Shrinkflation & Skimpflation Pandemics

Shrinkflation is a condition where reputable manufacturers of high-quality consumer goods, that have been affected by viral inflation, shrink the size or volume of a product without altering its sale price. Generally, this action is performed in stealth mode so that consumers do not find out. Less reputable manufactures manage viral inflation with skimpflation, where they use inferior inputs to reduce production cost, without altering the volume or sale price. Both the above protect margins for manufacturers while reducing value for consumers.


India’s Repo Rate will be 6.35% by December 2022

India’s central bank, the Reserve Bank of India (RBI), has already taken swift and decisive monetary tightening actions to control the spread of the shrinkflation pandemic. We feel that, by end-December 2022, RBI will have raised its benchmark repo rate to 6.35%, an increase of 95 basis points from the current level.

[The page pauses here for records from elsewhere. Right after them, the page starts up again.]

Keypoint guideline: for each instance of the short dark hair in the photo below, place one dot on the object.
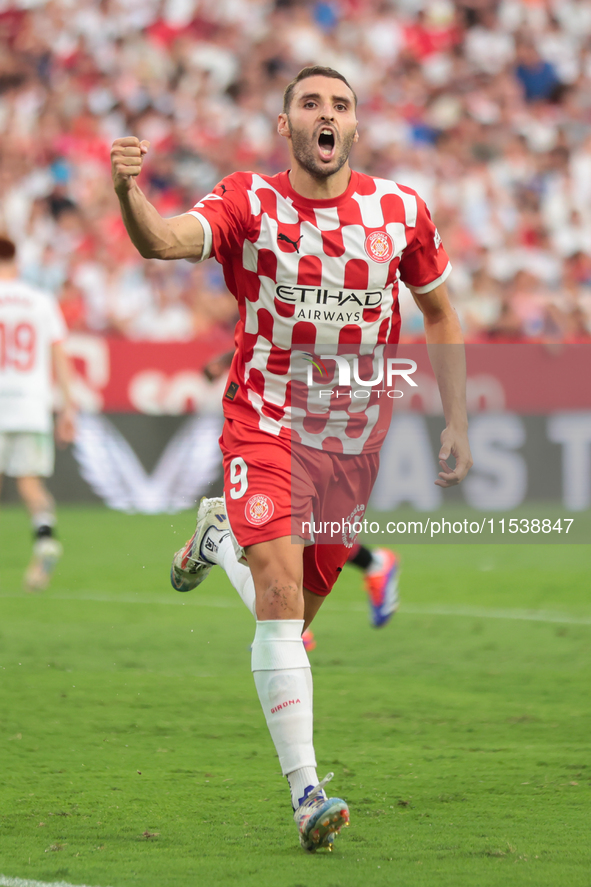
(7, 249)
(312, 71)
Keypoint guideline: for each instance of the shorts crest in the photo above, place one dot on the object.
(259, 509)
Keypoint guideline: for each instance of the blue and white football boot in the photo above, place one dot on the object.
(320, 818)
(190, 565)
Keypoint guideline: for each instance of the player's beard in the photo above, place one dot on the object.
(304, 150)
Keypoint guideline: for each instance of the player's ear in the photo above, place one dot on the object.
(283, 126)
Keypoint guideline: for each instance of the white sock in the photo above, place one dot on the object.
(284, 683)
(301, 783)
(221, 551)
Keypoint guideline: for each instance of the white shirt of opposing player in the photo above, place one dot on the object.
(30, 323)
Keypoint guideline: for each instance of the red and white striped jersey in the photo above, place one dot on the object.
(310, 275)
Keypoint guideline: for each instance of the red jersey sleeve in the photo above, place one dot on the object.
(224, 215)
(424, 263)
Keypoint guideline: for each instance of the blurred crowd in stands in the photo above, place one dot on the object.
(482, 106)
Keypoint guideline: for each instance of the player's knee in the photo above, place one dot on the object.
(282, 598)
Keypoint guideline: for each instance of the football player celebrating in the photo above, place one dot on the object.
(380, 567)
(294, 247)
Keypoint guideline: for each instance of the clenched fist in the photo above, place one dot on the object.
(126, 162)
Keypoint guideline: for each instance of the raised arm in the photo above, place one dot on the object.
(180, 237)
(448, 359)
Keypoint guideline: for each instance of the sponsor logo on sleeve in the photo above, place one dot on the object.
(231, 390)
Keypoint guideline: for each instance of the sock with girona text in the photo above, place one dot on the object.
(283, 680)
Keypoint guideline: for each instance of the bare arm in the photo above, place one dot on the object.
(154, 237)
(65, 428)
(448, 359)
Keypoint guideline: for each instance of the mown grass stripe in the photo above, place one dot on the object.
(224, 603)
(5, 881)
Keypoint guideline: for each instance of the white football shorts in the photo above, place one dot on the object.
(26, 453)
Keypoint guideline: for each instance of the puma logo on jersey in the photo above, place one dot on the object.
(294, 243)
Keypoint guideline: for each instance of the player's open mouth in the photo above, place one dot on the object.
(326, 144)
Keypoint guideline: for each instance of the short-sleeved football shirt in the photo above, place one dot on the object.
(30, 322)
(310, 275)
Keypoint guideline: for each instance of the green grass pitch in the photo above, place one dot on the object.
(134, 754)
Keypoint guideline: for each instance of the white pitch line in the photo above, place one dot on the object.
(20, 882)
(484, 613)
(199, 600)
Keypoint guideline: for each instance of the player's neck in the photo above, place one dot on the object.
(313, 188)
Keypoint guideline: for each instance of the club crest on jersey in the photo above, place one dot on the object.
(379, 246)
(259, 509)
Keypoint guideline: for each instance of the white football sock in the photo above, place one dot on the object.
(284, 683)
(238, 574)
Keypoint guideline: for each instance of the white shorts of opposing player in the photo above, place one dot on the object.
(26, 454)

RBI’s aim from raising the interest cost of borrowing money in Indian rupees will be to partially destroy debt-sensitive demand for the non-food and non-fuel components of India’s Consumer Price Index (CPI) that accounts for 47.30% weight of the index. Its hope will be that falling demand will translate into lower price increases for these items so that the overall CPI basket costs less than it would have at full demand.

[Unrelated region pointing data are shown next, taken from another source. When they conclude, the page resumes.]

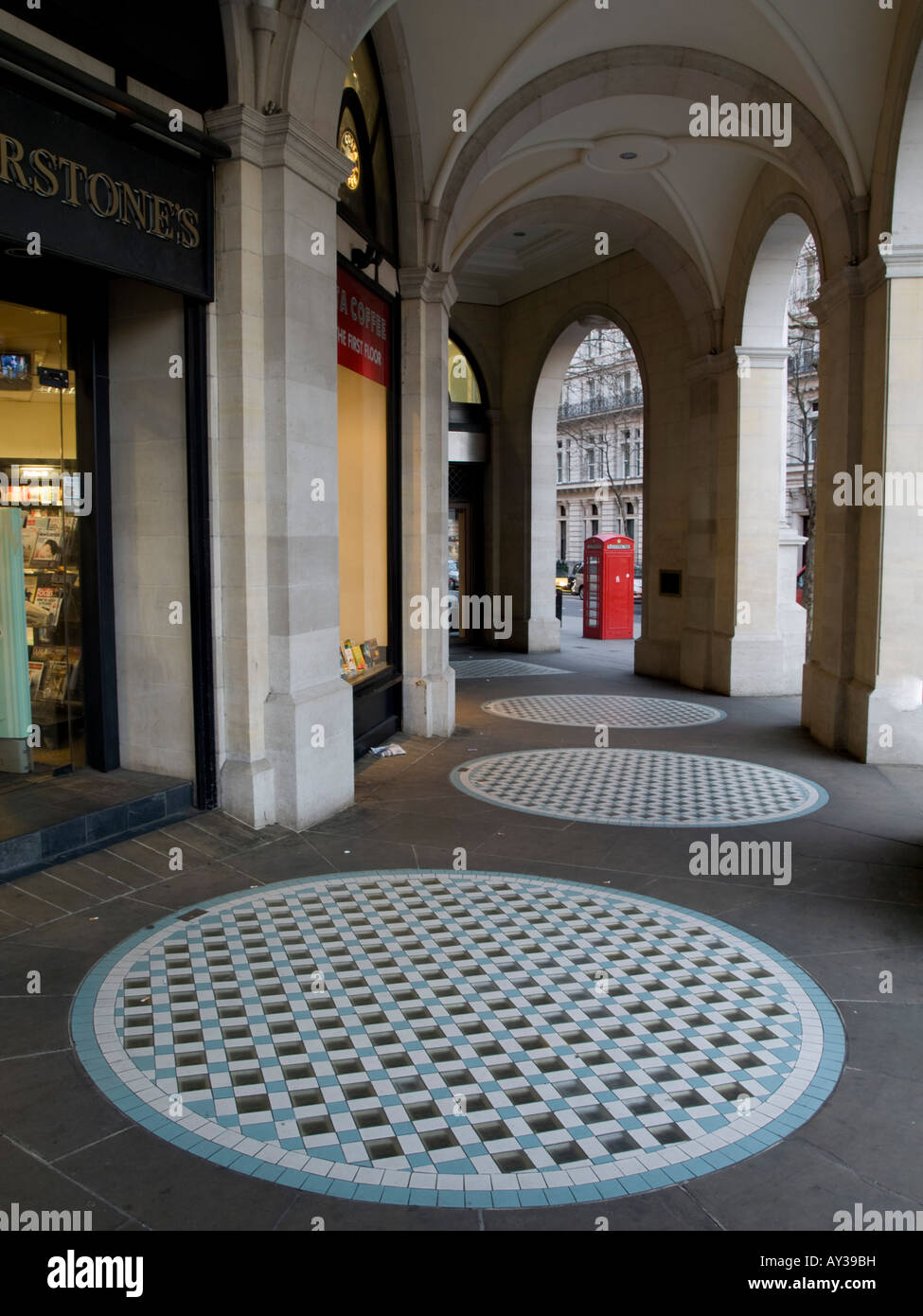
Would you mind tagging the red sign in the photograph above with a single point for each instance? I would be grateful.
(364, 330)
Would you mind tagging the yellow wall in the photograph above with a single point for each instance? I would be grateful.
(364, 543)
(30, 427)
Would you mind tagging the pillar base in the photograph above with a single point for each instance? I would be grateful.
(542, 636)
(768, 665)
(430, 704)
(704, 661)
(248, 791)
(310, 745)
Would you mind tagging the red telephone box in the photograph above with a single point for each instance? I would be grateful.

Energy Prices will Stay Elevated

Indian and global CPI inflation will probably persist throughout 2022, driven by high prices of global energy. The trend can be broken only when energy prices stop rising since they directly affect all actions from the farm or factory till the consumer. The world’s energy demand has increased beyond pre-coronavirus pandemic levels, global oil inventories are at record lows and there is practically no spare production capacity available with oil exporters. Recessionary trends in certain advanced economies will reduce the pace but not the direction of price changes.

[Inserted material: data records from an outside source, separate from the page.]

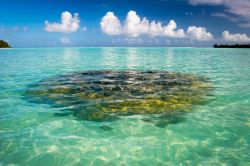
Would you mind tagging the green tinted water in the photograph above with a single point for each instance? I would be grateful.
(213, 133)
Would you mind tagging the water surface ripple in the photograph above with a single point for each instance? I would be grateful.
(212, 133)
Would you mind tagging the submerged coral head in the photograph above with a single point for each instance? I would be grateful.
(108, 94)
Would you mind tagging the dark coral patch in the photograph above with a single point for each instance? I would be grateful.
(107, 94)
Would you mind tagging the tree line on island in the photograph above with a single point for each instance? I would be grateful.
(232, 46)
(4, 44)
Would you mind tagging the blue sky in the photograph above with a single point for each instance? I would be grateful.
(122, 22)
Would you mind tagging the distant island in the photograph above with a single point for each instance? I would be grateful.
(4, 44)
(233, 46)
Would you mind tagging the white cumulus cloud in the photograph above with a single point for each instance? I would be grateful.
(110, 24)
(199, 33)
(170, 31)
(69, 23)
(238, 38)
(134, 26)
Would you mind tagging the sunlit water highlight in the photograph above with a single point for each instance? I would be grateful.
(213, 133)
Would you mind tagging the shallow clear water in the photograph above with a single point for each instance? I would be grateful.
(214, 133)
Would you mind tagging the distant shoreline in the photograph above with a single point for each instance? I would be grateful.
(232, 46)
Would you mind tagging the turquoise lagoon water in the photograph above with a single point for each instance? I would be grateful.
(214, 133)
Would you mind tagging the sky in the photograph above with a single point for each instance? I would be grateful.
(83, 23)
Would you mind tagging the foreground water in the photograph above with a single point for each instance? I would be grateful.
(212, 133)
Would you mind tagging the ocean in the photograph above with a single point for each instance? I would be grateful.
(213, 132)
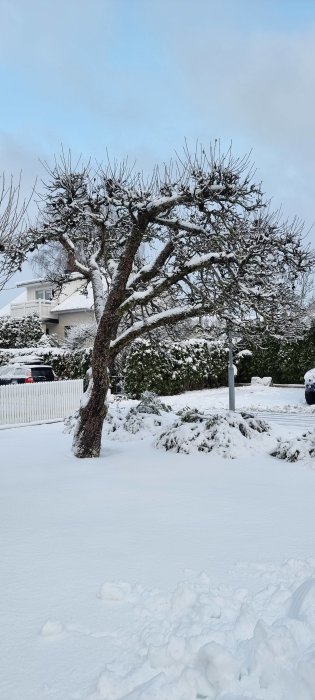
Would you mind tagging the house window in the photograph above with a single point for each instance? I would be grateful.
(67, 329)
(43, 294)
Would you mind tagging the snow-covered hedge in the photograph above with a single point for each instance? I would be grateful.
(20, 332)
(285, 361)
(172, 368)
(223, 434)
(66, 364)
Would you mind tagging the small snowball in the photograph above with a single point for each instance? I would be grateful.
(52, 628)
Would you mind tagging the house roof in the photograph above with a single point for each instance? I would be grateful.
(76, 302)
(6, 310)
(43, 280)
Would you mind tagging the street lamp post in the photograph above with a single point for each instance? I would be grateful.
(231, 374)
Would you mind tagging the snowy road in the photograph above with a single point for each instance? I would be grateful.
(297, 422)
(146, 574)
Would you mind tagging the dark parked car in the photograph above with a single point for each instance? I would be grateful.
(309, 379)
(26, 371)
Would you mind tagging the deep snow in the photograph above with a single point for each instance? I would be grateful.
(156, 575)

Indian GDP has Recovered – Not Grown

Contrary to popular opinion, the Indian economy is not racing ahead. Real GDP in the 12-months till December 2021 only reached the pre-coronavirus-pandemic level of December 2019. India’s seemingly high 8.68% real GDP growth for 2021-22 was from a pandemic level in 2020-21 when real GDP had fallen 6.60% from the year earlier. RBI’s 2022-23 estimate of 16.20% Q1 real GDP growth is off a very low base and is followed by lower quarterly growth estimates, leading to 7.25% real growth for the full year - just 8.87% higher than that of 2019-20, equivalent to just 2.87% annual real GDP growth over three years. During this period, Indian industry has continued to invest in productive capacity and the labour pool has grown larger. Once the negative effects of viral inflation have subsided, we estimate that India’s real GDP has the capacity to grow at 8.30% annually over the next decade, with moderate inflation.